1. The opening circling hands could mean making a circle like the moon.
Also a reference to the Bubishi code “the blood circulating is like the sun and the moon”.
2. The section where stomps were being made to the ground, could mean distracting noise made in the dark, to your rear, could draw the opponent to the sound allowing you to strike them in the dark as they moved toward that sound.
3. The section where you are moving forward with the knife hands, done slowly is use of the movement in searching out an opponent when you are in the dark. Then when you feel their arm, you explode with the following movements to complete your defense.
4, The section where you drop to the floor means when the moon appears and your opponent might see you, instead you drop to the floor, turning your head both ways, seeking the opponent. Then you explode up and change directions and continue searching. When the enemy is seen you explode from the ground and take the fight toward them.
from the Kusanku kata of Charles Murray 1980
All of which seemed most reasonable when they were explained to me.
As the story went one evening while suddenly waking up from sleep, Shimabuku Tatsuo realized that the movements in Kusanku Kata might be used for night fighting.
And perhaps that was what occurred, Certainly there is evidence that Shimabuku Sensei did the kata just this way.
Of course there are detractors who do not believe this story. Considering the use of Kusanku Kata for night fighting a fantasy.
Let’s take a step away.
A short 100 years ago, karate training was done most private, in the instructors back yard, or at a location in the forest. And logically the training would have been done at night for the most part.
Inhabiting that low level light environment, would have been something the Okinawan was used to at that time.
No one can tell me what was experienced in training on Okinawa, except by inference, prior to the time electric lighting was introduced, and that time probably had much to do as anything with how karate transmission took place. To my best knowledge there is no record as to what actually happened in those days.

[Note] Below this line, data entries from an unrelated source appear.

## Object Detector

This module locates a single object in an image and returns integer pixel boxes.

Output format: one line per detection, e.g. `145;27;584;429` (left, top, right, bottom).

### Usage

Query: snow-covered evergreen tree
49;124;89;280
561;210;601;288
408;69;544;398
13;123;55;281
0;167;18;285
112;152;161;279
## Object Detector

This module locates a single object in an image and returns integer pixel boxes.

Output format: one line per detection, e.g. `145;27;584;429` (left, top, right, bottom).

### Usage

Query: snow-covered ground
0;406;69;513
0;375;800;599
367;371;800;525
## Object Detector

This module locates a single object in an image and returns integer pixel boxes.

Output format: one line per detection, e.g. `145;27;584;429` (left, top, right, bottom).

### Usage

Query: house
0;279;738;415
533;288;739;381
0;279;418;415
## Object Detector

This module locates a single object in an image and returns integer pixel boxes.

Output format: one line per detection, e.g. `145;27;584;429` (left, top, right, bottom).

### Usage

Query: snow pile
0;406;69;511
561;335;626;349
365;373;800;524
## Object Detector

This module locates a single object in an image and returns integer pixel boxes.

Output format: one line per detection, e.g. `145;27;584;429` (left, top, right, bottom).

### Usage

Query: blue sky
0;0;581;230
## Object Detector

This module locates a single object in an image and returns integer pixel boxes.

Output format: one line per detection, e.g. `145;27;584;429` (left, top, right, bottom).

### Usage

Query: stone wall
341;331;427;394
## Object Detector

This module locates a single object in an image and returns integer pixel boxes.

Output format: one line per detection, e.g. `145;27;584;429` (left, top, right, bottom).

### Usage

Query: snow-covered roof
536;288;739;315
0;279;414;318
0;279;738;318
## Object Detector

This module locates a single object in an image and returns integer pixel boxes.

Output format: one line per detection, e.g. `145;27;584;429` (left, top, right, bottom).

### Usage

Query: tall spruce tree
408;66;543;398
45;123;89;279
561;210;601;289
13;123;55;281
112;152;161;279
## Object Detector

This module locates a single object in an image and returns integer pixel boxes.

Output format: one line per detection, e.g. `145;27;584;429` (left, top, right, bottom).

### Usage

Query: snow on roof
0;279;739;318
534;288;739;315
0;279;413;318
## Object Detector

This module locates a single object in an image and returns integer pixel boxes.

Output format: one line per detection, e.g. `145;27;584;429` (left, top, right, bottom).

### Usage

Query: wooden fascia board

At one time I read some Oklnawan instructor’s advice. Though I have not been able to find it since.
As the story went the instructor explained “if beset by toughs at night,
hide in the brush. When they couldn’t find you sneak after them quietly.
Then if they waylaid anyone else, you could attack them from behind.”
An interesting solution.
Low level lighting intensity in combat has always been a concern for militaries since antiquity. There is every reason to believe Okinawan gave advice to their students for such situations too. That those ideas might be applied to kata is within acceptable possibilities.
That does not mean the only use for those kata techniques was for fighting only in specified situations. Strictly speaking all kata technique can be used in the day or the night. Rather it was the device of employing a kata as a mnemonic to share specific lessons the instructor believed in.
One Okinawan group, the Kashiba Juku, does something similar. They approach all of their kata 3 diffeent ways. One for ‘normal’ practice, one for use of the techniques in ‘drunken’ practice, and one for the use of the techniques to be used for ‘night or low level lighting’ combat situations.
Apparently the dream of Shimabuku Tatsuo was something not outside the Okinawan experience.
There are also thoughts that there was an Okinawan version of Kusanku for day fighting and one for night fighting, I believe that idea originated when a talented West Coast kata champion, Steve Fischer, back in the 1980s would compete with a version on Kusanku the Moo(night) kata, and another Kusanku the Sun (day) kata. I remember reading about him in the karate magazines of those days. I expect that was more for branding two different Kusanku versions for competition, and in time gave rise to the idea of Kusanku night fighting.
There is sound reason, IMO, to continue this practice.